What You’re Getting Wrong When It Comes to Making Pasta Sauce, According to Lidia Bastianich

overhead shot marinara in a large pot with a wooden spoon in it
Credit: Photo: Alex Lepe; Food Styling: Ben Weiner Credit: Photo: Alex Lepe; Food Styling: Ben Weiner

Lidia Bastianich knows a thing or two about pasta. The beloved chef, cookbook author, restaurateur, and host of the Emmy award-winning show Lidia’s Kitchen has been sharing her classic Italian recipes for decades. While she typically cooks everything from scratch, she stresses that cooking doesn’t need to be fussy or overly complicated. And if you use quality ingredients, the flavors speak for themselves.

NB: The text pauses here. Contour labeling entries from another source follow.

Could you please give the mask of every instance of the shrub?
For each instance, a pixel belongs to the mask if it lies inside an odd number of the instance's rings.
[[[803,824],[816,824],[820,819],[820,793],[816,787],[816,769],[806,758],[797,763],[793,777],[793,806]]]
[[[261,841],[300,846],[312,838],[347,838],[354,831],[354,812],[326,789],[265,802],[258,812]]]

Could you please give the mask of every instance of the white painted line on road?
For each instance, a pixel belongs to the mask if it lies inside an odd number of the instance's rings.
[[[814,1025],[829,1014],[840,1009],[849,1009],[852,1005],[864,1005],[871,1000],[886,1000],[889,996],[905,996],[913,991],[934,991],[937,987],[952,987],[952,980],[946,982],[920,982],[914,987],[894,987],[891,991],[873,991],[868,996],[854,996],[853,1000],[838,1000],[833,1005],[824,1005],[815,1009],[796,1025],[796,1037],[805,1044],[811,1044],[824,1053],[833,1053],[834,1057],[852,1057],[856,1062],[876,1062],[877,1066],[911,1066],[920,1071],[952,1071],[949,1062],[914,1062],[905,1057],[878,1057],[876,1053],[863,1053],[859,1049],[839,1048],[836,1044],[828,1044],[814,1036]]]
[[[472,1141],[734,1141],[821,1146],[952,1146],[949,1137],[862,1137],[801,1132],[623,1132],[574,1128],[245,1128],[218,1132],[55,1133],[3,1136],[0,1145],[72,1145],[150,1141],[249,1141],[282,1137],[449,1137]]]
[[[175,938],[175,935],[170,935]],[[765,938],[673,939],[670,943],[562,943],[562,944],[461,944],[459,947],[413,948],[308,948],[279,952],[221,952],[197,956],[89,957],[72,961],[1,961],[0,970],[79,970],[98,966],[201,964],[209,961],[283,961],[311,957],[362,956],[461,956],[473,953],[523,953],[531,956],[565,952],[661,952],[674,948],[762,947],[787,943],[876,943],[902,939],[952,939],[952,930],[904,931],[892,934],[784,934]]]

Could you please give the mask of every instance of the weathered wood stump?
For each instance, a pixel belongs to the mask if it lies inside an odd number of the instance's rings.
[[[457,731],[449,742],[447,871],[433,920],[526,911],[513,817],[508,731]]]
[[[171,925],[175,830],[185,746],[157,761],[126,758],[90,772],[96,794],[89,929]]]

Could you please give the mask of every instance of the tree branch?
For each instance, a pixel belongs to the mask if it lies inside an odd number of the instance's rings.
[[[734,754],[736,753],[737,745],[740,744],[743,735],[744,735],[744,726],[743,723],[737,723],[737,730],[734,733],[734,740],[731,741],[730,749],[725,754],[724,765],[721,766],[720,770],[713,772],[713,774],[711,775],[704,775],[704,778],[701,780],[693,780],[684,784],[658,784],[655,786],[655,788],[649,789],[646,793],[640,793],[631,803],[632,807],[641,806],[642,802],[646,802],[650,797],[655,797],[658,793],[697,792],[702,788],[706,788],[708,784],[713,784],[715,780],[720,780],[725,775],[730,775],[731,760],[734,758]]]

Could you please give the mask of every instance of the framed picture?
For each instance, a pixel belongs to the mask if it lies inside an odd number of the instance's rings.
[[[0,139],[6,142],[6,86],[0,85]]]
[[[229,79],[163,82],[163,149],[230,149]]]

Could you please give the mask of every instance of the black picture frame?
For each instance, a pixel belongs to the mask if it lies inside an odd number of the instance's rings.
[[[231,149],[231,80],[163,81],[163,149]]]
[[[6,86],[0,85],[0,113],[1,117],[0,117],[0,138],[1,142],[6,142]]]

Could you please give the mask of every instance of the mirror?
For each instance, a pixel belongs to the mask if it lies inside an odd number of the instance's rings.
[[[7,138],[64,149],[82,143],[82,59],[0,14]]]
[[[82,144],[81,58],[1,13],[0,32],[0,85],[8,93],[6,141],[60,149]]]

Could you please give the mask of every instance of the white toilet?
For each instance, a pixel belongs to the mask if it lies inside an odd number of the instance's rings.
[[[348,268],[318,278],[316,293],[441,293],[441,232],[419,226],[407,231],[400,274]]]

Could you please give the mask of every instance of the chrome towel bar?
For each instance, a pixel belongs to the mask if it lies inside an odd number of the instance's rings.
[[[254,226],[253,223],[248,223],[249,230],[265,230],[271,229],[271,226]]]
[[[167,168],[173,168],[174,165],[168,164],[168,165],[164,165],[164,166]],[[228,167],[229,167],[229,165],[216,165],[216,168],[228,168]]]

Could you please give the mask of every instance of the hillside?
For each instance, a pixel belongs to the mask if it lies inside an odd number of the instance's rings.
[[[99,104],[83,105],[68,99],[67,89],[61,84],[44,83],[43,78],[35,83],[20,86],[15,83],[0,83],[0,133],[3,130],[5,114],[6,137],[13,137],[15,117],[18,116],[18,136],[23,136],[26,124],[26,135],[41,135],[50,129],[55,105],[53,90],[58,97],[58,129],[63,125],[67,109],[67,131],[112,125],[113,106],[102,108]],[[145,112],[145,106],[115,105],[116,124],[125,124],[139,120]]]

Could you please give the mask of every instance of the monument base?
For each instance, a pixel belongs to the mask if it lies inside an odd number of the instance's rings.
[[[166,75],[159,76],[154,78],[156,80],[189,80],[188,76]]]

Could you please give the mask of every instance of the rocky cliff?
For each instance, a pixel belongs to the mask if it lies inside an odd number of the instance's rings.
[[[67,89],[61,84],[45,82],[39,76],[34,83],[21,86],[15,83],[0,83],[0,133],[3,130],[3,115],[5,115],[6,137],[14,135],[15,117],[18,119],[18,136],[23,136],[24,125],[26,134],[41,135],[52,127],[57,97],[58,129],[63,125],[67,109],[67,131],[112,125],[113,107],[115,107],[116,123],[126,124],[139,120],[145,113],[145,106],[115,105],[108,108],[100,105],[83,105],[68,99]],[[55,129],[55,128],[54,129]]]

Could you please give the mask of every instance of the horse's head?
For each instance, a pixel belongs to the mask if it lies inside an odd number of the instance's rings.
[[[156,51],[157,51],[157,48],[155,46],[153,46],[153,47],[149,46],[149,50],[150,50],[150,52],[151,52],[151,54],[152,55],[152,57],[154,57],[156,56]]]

In her kitchen, you’ll always find plum tomatoes, extra virgin olive oil, and balsamic vinegar. Her secret pantry ingredient? Dried porcini mushrooms, which she says amps up the flavor of any dish. “Dried porcini mushrooms are like the Italian umami. Sometimes I put them in the spice mill. It becomes a powder, and then you add it to a sauce and it gives a lot of flavor,” Bastianich says.

Lidia's From Our Family Table to Yours: More Than 100 Recipes Made with Love for All Occasions: A Cookbook
Credit: Knopf Credit: Knopf

Her latest book, Lidia’s From Our Family Table to Yours, features a collection of over 100 family recipes, including dishes she ate as a little girl such as Crespelle (Italian crepes) with Herb Pesto. Given her expertise, we were extremely curious what she does to make the best sauce. Here’s what she had to say. (Though if you don’t have time to make your own, she has her own jarred line, Lidia’s sauce, available at retailers including Eataly, Wegmans, Price Chopper, and more.)

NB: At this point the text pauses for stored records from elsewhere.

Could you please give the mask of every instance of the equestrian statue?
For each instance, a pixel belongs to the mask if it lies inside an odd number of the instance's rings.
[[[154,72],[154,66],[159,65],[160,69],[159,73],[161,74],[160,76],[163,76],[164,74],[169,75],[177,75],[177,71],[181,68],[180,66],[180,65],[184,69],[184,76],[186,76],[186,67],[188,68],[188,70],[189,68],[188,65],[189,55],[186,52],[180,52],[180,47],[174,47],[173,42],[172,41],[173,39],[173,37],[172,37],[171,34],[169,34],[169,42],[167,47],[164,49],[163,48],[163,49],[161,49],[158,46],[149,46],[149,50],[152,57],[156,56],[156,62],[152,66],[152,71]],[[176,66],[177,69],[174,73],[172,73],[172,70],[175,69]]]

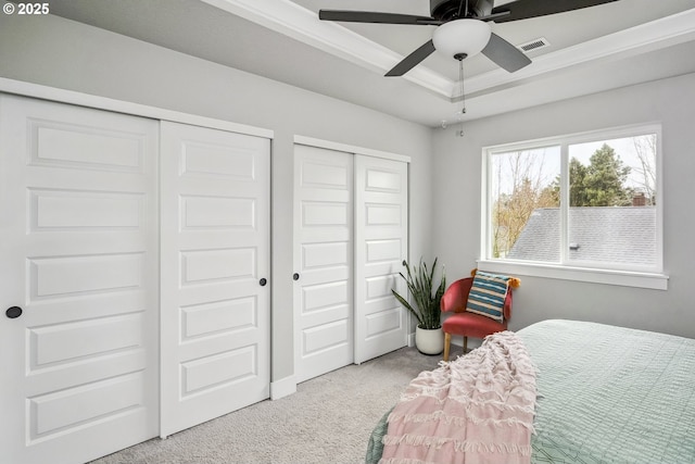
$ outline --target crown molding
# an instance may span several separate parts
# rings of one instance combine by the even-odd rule
[[[316,13],[290,0],[202,1],[379,74],[403,60],[400,53],[340,24],[320,21]],[[403,78],[447,99],[455,85],[425,66],[412,70]]]
[[[318,20],[314,12],[290,0],[201,1],[375,73],[384,74],[404,58],[340,24]],[[466,93],[485,93],[592,61],[617,60],[690,40],[695,40],[695,9],[543,54],[516,73],[496,68],[466,78]],[[456,81],[426,66],[417,66],[402,78],[446,100],[460,98]]]
[[[497,68],[466,79],[466,95],[484,93],[598,60],[619,60],[695,40],[695,9],[534,58],[516,73]],[[456,93],[455,98],[460,96]]]

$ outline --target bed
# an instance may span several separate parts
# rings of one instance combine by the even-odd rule
[[[538,369],[532,463],[695,463],[694,339],[560,319],[517,335]]]

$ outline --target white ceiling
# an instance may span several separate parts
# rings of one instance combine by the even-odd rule
[[[455,60],[434,53],[383,77],[434,26],[321,22],[319,9],[429,15],[429,0],[51,0],[59,16],[428,126],[455,122]],[[493,30],[551,47],[513,74],[466,59],[464,120],[695,72],[695,0],[619,0]]]

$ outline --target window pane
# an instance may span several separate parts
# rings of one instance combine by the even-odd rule
[[[490,258],[559,261],[560,149],[490,158]]]
[[[656,135],[569,146],[569,261],[654,266]]]

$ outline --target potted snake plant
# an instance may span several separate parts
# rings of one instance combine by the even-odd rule
[[[400,275],[405,279],[413,304],[394,289],[391,292],[417,319],[417,327],[415,328],[415,346],[417,349],[425,354],[439,354],[444,351],[444,333],[442,331],[440,318],[440,302],[446,289],[444,269],[442,268],[439,283],[435,283],[437,258],[431,268],[428,268],[421,258],[418,265],[410,267],[407,261],[403,261],[403,265],[405,266],[406,275],[403,273],[400,273]]]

1. Start with San Marzano tomatoes.

San Marzano tomatoes are a variety of plum tomatoes from Naples. They’re the best because they have thin skin, a lot of pulp, not too much juice, and not too many seeds,” Bastianich says. If you can find them ripe, even better, but canned tomatoes work great. “A good marinara sauce should take no more than 20 minutes,” she adds. Simply cook the tomatoes down, season it to your liking with fresh basil, salt and pepper, garlic, extra virgin olive oil, and you’ve got a delicious marinara sauce in no time.

2. Never put your tomatoes in a blender.

Instead, squash them with your hands (or a vegetable mill if you have one). “If you put them in the blender, it incorporates a lot of air and it becomes pink. You want it nice and red,” Bastianich says.

3. Never rinse your pasta.

After you’re done cooking your pasta in salted water (without oil) to al dente, drain it but don’t rinse it. “You want the sauce to adhere to the pasta, and if you rinse the pasta, then everything slides off. And if you put oil in the cooking water, everything slides off.”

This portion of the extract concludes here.